Display of coverage tracks and splice events from RNA-seq
Additional information about iCLIP targets can be inferred from functional data, e.g. RNA-seq data from loss-of-function or gain-of-function mutants of the corresponding RBP (Fig. 3). Here, we use RNA-seq data from atgrp7 mutants and plants constitutively overexpressing AtGRP7 (AtGRP7-ox plants) compared to wild type plants. The samples were again harvested either at LL36 or LL24. The read coverage for each sample is presented as an area graph, combined with annotations below, in this case significant splice events. The splice events shown were determined with SUPPA2 [17] and transformed into BED6 format. The colors represent different event classes of SUPPA2, the alternative 3’ splice site (A3), alternative 5’ splice site (A5), and intron retention (RI) events. We refer to a significant splice event if a change of percent spliced-in (PSI) ratio was greater than 0.1 and the p-value of this event was <0.01 when comparing the mutants to the wild type. Comparisons of the sample graphs yield information on genes differentially expressed or alternatively spliced in response to reduced or elevated AtGRP7 levels.

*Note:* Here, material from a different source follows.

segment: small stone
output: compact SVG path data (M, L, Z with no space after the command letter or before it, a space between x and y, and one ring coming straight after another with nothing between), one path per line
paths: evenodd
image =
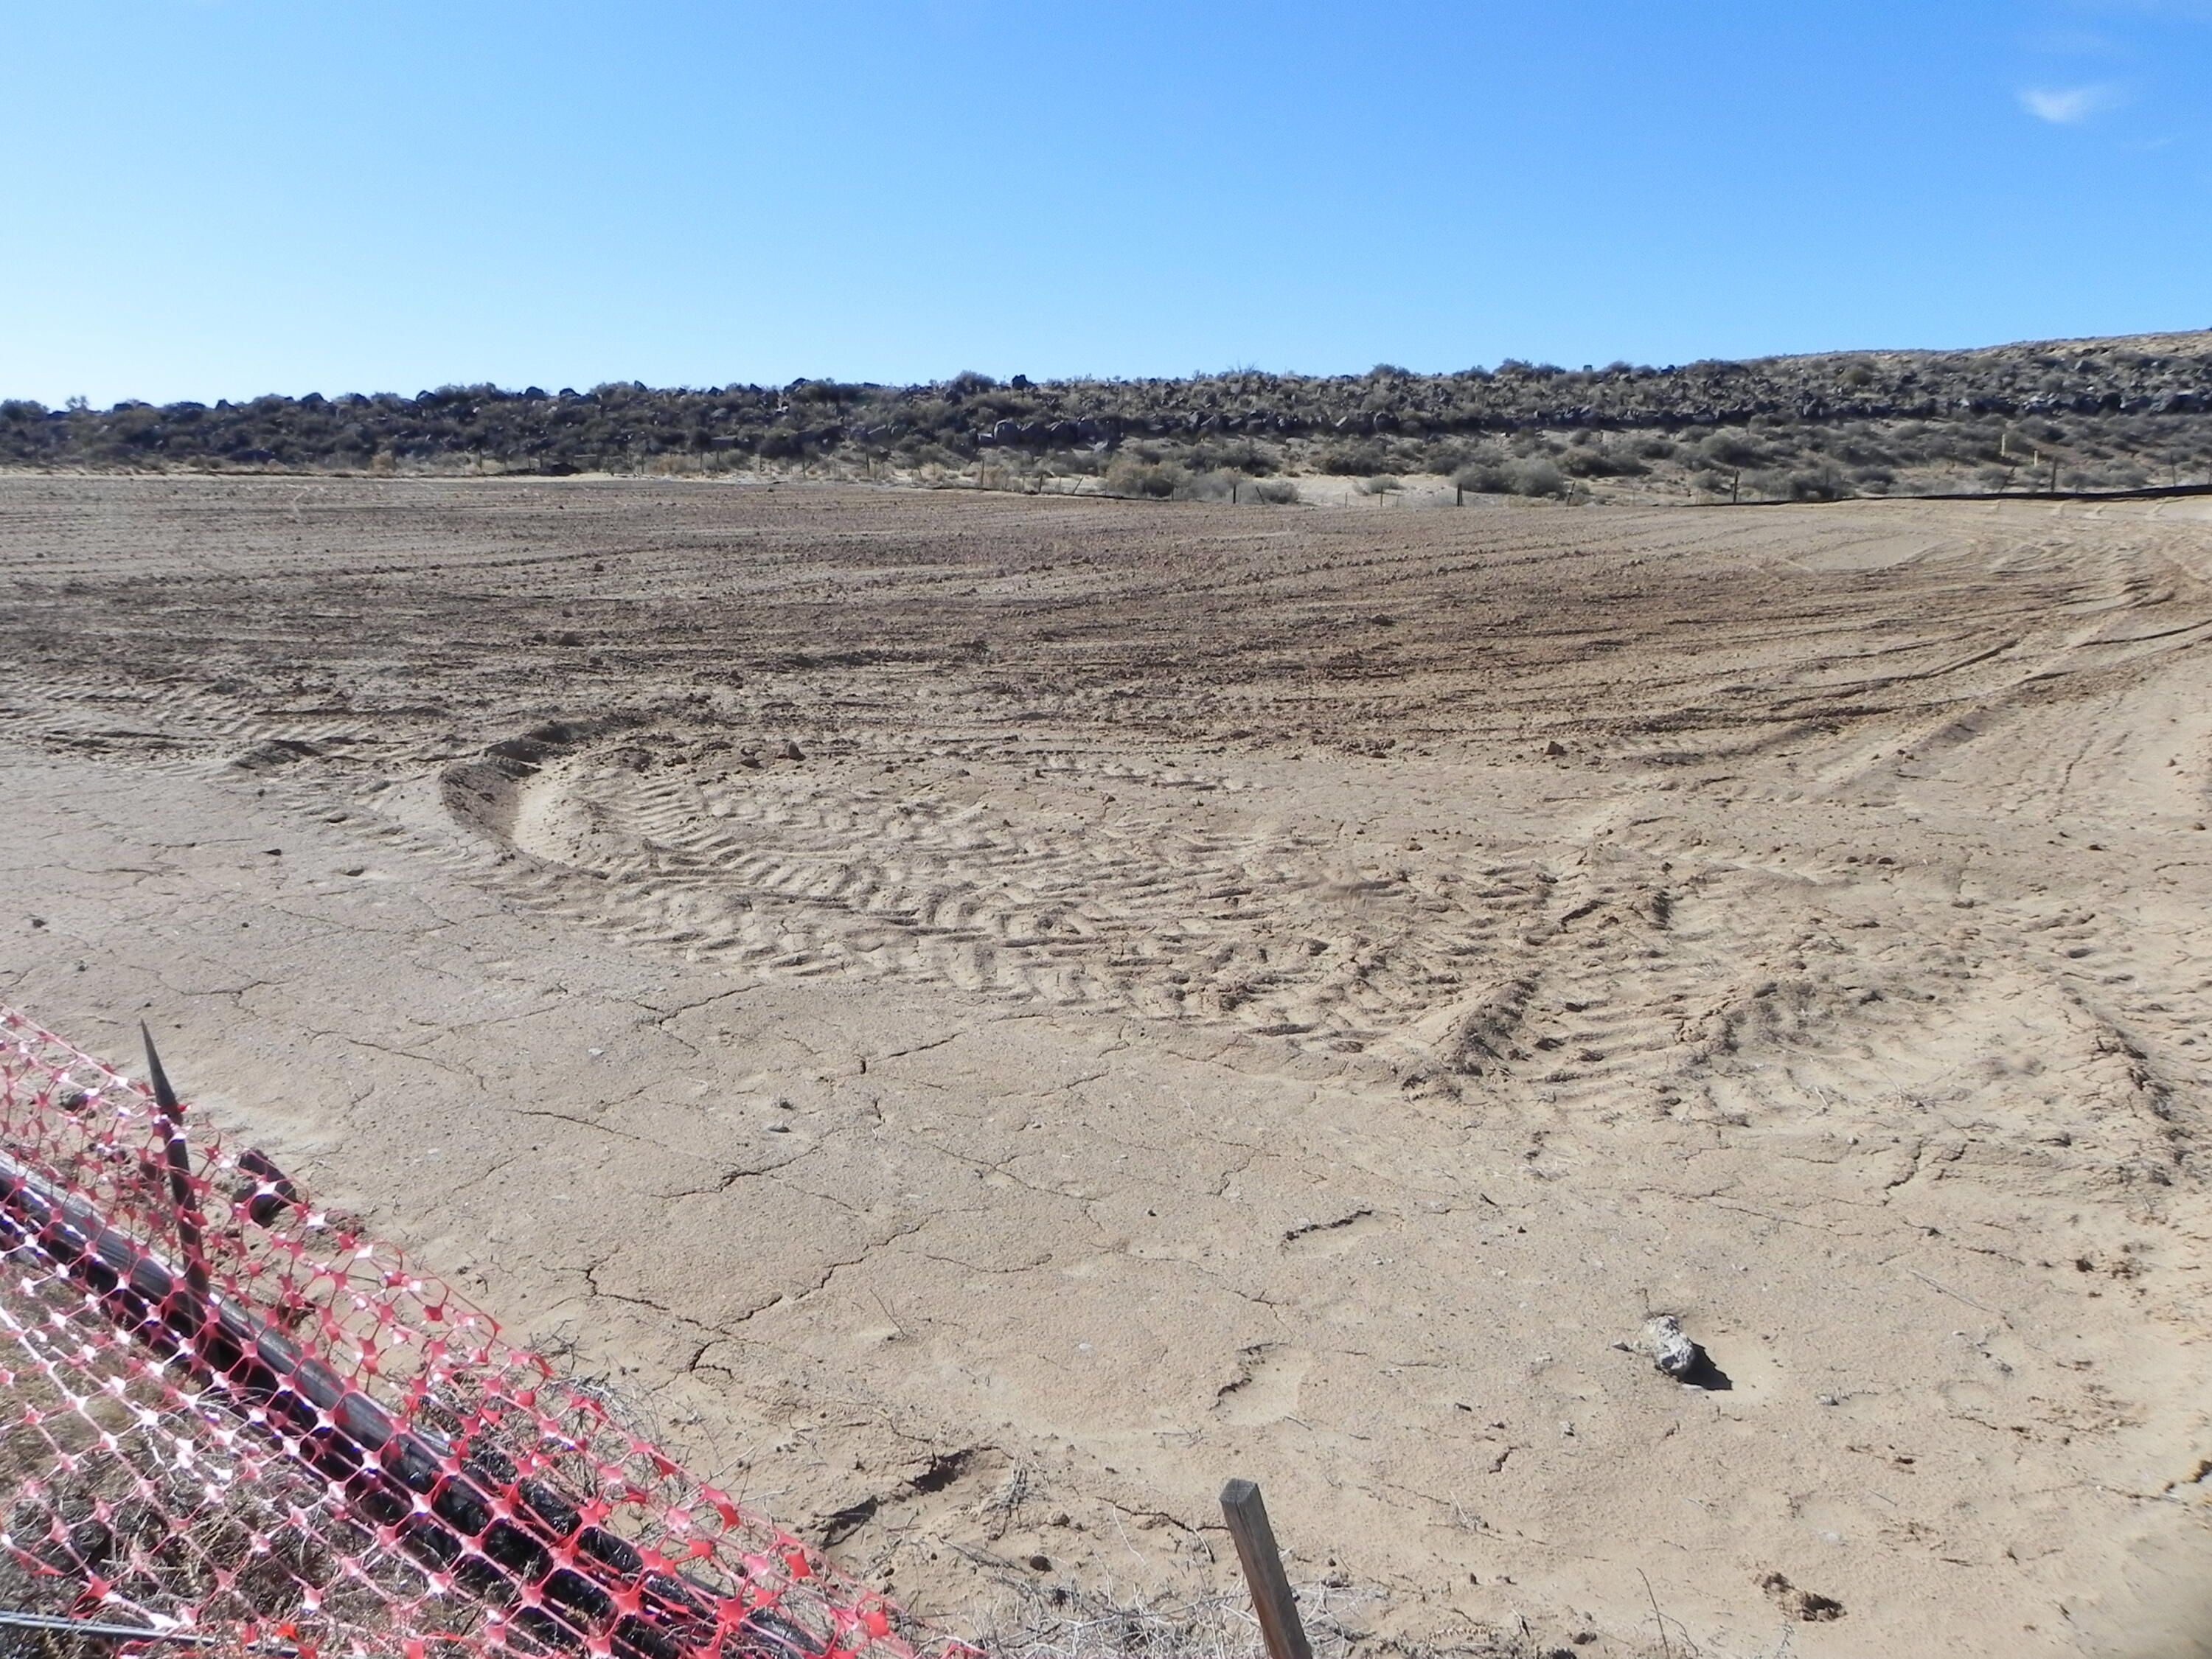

Crosslink sites in the vicinity of alternative splicing events may hint at a regulation of the splicing event by the RBP. The annotation bars below the coverage have three display modes. In the default setting, bars are plotted in blue below the corresponding coverage track. The second option paints the bars corresponding to the supplied text in the name field of the BED6 file, and the last option offers a score-dependent color gradient to display e.g. a score given in floating point numbers. The gene annotation track at the bottom is coherent with the iCLIP tab.